Mesothelioma Patients Shouldn’t Sacrifice Health for Justice
- Legislation & Litigation
- May 18, 2012
In case you’ve missed our blog recently, we’ve been talking about marine veteran John Johnson’s asbestos case.
Johnson died hours after collapsing during his deposition. His family, doctor and lawyers believe that defense attorneys deliberately dragged out the process hoping he would die before the case ended.
This sad story exposes some ugly truths about the asbestos case process. But it doesn’t have to be that way.
Rules to Protect Plaintiffs
Johnson had finished being deposed. But the defendants told the court they needed more time to depose him.
Although he could hardly speak, Johnson mustered strength to appear for a few more days. How did the asbestos defendants use this time they claimed to need so much? They reportedly spent it repeating questions they had already asked earlier.
We’ve mentioned a few things that might have reduced or prevented Johnson’s suffering during discovery. These things include:
- Denying the defendants’ request for more time and holding them to the original deposition schedule;
- Taking a break from the deposition until his doctor cleared him to continue;
- Having the defendants submit any additional questions in writing; and
- Moving the deposition from the hotel conference room to Johnson’s home or somewhere he would have access to medical care.
Given the state of Johnson’s health, none of these options sound unreasonable. The question is whether court rules would allow them.

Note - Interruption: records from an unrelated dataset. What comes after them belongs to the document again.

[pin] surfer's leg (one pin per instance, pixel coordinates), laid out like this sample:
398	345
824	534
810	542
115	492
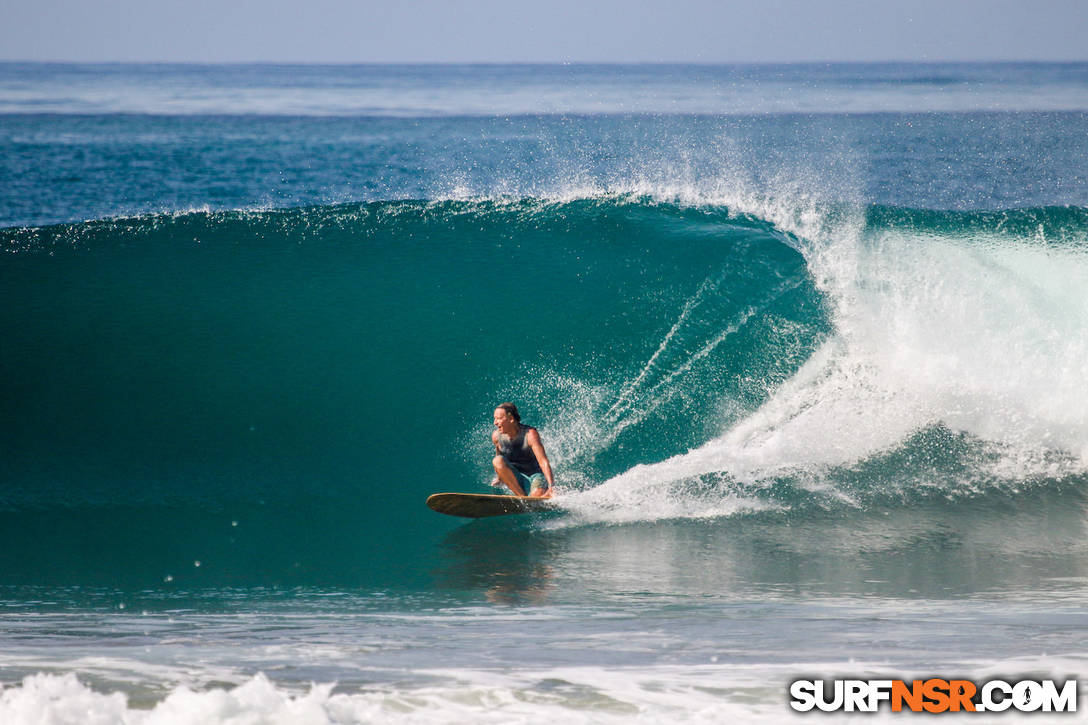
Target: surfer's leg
538	487
507	475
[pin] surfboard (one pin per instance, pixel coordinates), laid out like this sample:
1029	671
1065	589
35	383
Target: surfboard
479	505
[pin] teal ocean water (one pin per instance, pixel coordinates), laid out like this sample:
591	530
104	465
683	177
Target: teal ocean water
806	346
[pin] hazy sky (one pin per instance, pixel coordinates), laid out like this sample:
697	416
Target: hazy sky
540	31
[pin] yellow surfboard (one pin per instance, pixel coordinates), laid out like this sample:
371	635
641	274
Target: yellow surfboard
479	505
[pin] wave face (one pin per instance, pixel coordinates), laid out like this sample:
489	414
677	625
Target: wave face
218	381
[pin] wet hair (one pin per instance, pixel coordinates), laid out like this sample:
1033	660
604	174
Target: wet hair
511	410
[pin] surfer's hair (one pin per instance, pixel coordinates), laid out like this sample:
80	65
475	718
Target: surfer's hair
511	410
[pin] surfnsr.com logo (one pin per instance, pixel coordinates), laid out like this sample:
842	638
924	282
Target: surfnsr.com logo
934	695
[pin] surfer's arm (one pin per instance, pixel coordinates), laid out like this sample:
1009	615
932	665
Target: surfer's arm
534	442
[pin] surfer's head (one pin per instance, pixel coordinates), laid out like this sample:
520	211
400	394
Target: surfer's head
510	409
507	418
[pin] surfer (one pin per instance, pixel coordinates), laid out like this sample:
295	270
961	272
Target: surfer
520	464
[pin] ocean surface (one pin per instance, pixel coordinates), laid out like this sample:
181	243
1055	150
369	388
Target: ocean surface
807	346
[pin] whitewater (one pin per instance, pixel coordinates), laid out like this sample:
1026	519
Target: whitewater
805	344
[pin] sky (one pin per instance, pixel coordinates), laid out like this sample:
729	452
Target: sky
542	31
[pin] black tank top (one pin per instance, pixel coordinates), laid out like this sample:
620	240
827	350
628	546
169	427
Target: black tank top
518	453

Most discovery rules are flexible enough to avoid endangering an asbestos plaintiff’s health even further.
Limiting Deposition Time
A few weeks after Johnson died, California lawmakers introduced Assembly Bill No. 1875 to limit the amount of time available for depositions. In general, the legislation would limit depositions to seven hours per day.
But depositions for witnesses who are ill or older than 65 would be limited to no more than seven hours over two or more days.
A law like this could have protected Johnson. His deposition started in December. The trial date was scheduled for March. I suspect the 27 defense attorneys who attended the deposition were more than capable of adequately deposing Johnson and preparing for trial during that time.
A seven-hour limit wouldn’t have posed a real problem for them.
Last week the legislature moved A.B. No. 1875 to the “inactive file.” Its future isn’t clear, but let’s hope it or a similar rule is adopted before someone else the same injustice as Johnson.
So how else can you get justice without suffering abuses like Johnson experienced? Remember way back when we started this blog, I talked about forming a care team. Your attorney is part of that team along with your health care providers.
Here are some tips on getting your team to work for you:
- Ask your attorney what to expect. How long should you plan to be deposed? Where will you be deposed? Who is going to depose you? Find out the worst case scenario.
- Share the information with your doctor. Find out early if you can handle the deposition schedule and conditions without interfering with your health care.
- Work with your attorney and doctor to find out what you can reasonably handle. How can you be more comfortable during the deposition? How many days and hours can you be deposed without taking a break.
- Have your attorney communicate your needs to the defendants and the court as necessary. If accommodations need to be more for your health, demand them.
- Most of all, put your health first. Monitor you health. If the deposition becomes more than you can take, tell your attorney and doctor. Have them push for the accommodations you need.